I recently encounter a situation with my flows, the agent stop working and generate a long queue of schedules that was marked as late. As soon as the agent got back online, all this late schedules started to run and saturated my environment.
Is it possible to mark this Late Run as obsolete/cancel after a period of time, preventing them from running?

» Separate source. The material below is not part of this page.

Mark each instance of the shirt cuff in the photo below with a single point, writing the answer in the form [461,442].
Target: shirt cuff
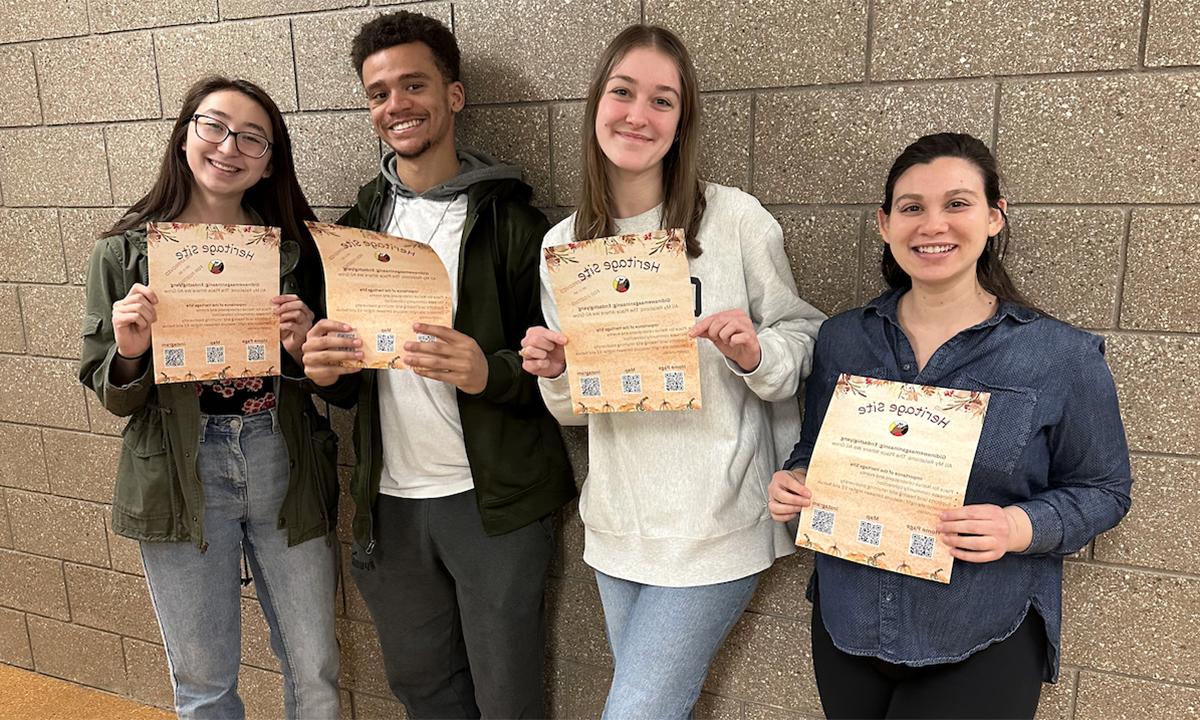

The way I’ve solve this is to provide an argument to the main flow that tells it how much time difference between its scheduled time and current time is allowed to be. If the allowed time difference is exceeded, the flow is automatically cancelled.
import pendulum
from prefect import context, flow
from prefect.states import Cancelled
@flow
def my_flow(
lag_treshold: int = 5
):
# Calculate how much we're behind the time of scheduled run
flow_behind_schedule_in_minutes = (
pendulum.now("UTC").diff(context.get_run_context().flow_run.expected_start_time).in_minutes()
)
# If we are too much behind according to the input treshold, cancel the flow
if flow_behind_schedule_in_minutes > lag_threshold:
return Cancelled(
message=f"The run is too much behind schedule "
f"({flow_behind_schedule_in_minutes} minutes)."
f" Allowed time is within {lag_threshold} minutes. Skipping all tasks."
)
# flow tasks
In the example above, the lag_treshold is in minutes. Change the .in_minutes() to desired time unit’s function.